In 1969, there was a severe tensions between the Berean Presbyterian Church, toward Temple University regarding land ownership. Per Urbanoasis.org, the tensions began around 1955 when Temple University began an aggressive expansion of the area. As the expansion continued, the church’s congregation suffered displacement for the cause of new academic buildings.
Led by, Reverend J. Jerome Cooper, Berean continued to plead with the University to halt the expansions yelling, “We can’t come any further!”
“Some likely saw the minister as a troublemaker, a proverbial thorn in the side of a rapidly growing urban university; others viewed him as a champion of the people, an advocate for those too often ignored by the powerful.”
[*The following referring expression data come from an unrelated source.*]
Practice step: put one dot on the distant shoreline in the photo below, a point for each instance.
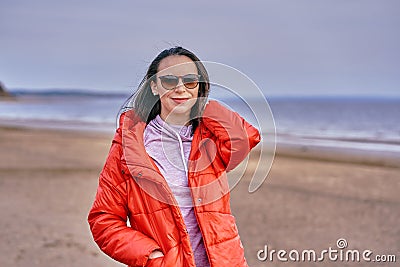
(295, 150)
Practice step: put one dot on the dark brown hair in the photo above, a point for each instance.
(147, 106)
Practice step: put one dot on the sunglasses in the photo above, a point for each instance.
(170, 82)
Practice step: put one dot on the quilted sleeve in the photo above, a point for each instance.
(235, 136)
(108, 218)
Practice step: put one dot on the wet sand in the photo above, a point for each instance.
(48, 179)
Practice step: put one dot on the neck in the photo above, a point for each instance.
(176, 119)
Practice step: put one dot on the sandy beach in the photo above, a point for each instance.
(48, 180)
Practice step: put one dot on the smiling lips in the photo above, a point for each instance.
(179, 100)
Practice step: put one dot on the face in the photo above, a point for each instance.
(176, 103)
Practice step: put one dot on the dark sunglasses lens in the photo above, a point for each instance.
(169, 82)
(190, 81)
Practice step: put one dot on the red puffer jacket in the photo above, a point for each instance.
(131, 186)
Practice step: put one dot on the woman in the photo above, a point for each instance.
(166, 172)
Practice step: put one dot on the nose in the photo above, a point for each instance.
(180, 87)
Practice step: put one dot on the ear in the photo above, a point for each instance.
(153, 86)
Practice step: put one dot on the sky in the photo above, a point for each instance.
(287, 47)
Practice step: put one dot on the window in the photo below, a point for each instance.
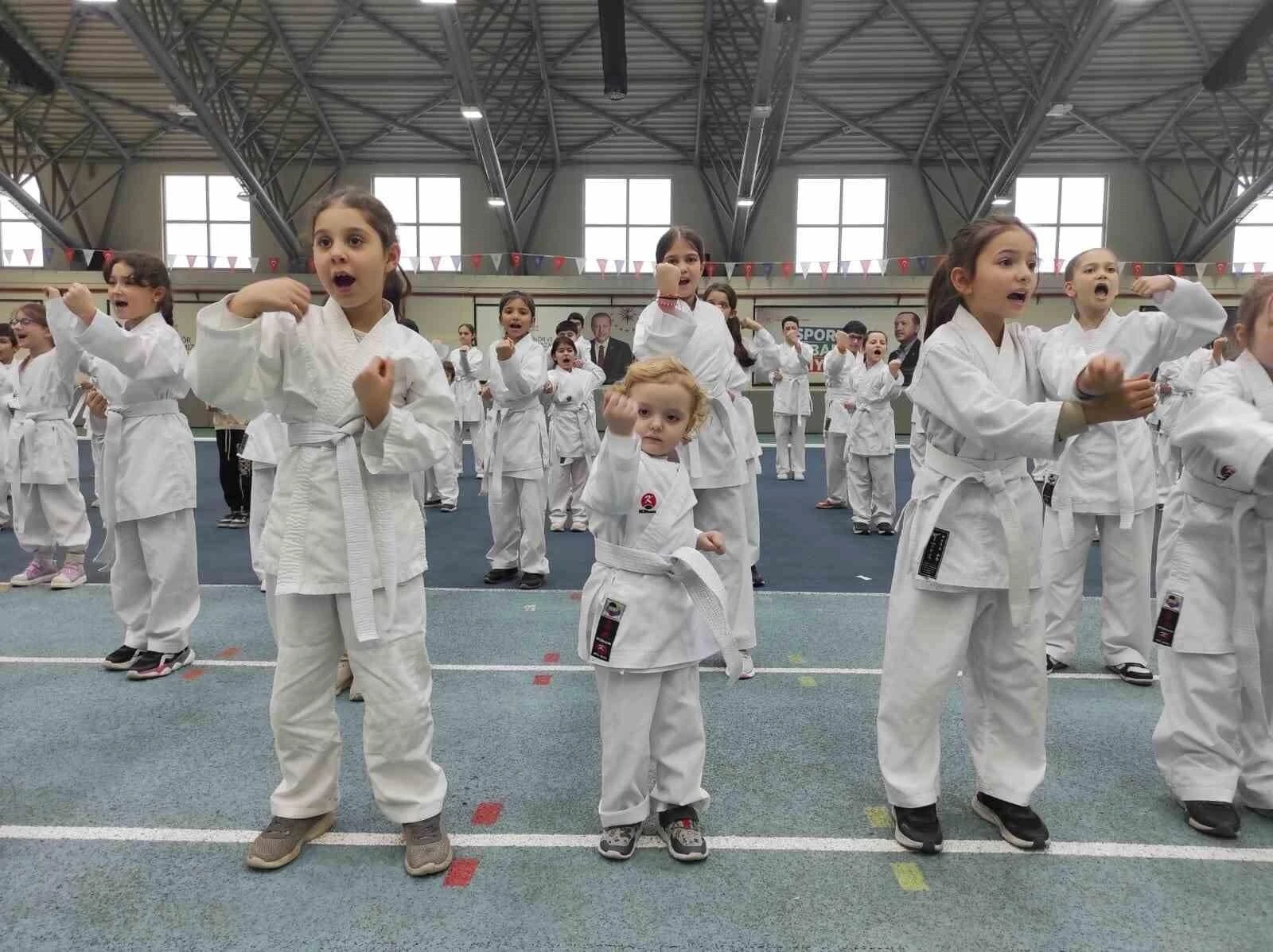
(426, 212)
(21, 239)
(623, 220)
(840, 220)
(1067, 214)
(207, 222)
Due to the building pressure and tension between the university and residents, a charette was put in place in November of 1969 until the disputes could be resolved. However, during this charette, the community leaders still felt their clear points and desire were not understood and unmet. Therefore in December, they walked out of the meeting in protest, releasing a statement the following day,
“During the two weeks of the Charette it became apparent that Temple University was interested only in continuing their preconceived plans while placating the wrath of the Black community. . . . By last night, it became all too apparent that the University was only willing to negotiate the scraps [of the vacant land]. Of the three moratorium blocks that Temple was willing to discuss for housing, one was bordered by railroad tracks and one was adjacent to a steam generating plant. In the remaining blocks Temple was at no time willing to reconsider its pre-Charette plans, calling for constructing a 14 story building on ten acres of land across the street from two story residential housing. Nor would they reconsider the placement of an equally massive technology building anywhere but adjacent to residential housing.”
With state and federal involvement, the Temple University-Community Agreement of 1970 came into play.
However, it still took many years for Temple to follow through with their agreement, but in the 1980s, Temple and the community created the North Central Philadelphia Association, “to seek innovative community and economic-development projects for the neighborhood.” To which the response was optimistic,
“People in the community believe that Temple is beginning to listen for the first time in years . . . . There are those of us who remember the 1960s and early ’70s, when Temple was seen as an enemy of the community. . . . Their whole portfolio seemed to have been community removal in regard to Temple expansion. . . . We now find this new administration is taking the initiative to say to us, ‘We’re ready to work with you.’ There is a trust level that is very high at this point.”
I close with a quote from a fellow wordpresser, “In recent years there has been a growing recognition that educational facilities and programs should be totally enmeshed in the social, economic, and physical vitality of communities. Increasingly society is asking that new schools be planned as community institutions, serving adults as well as children, performing social and cultural as well as education functions. Underlying this philosophy is the understanding that the physical integration of education facilities into the total fabric of the community will result in social, economic, and environmental revitalization of communities for the public benefit, and that if we are to improve education, we must integrate the whole social system rather that just modify the schools. This suggests that educational facility planning must become part of an overall strategy for community development and renewal and that new approaches to coordination of public decision-making and planning procedures must be found.”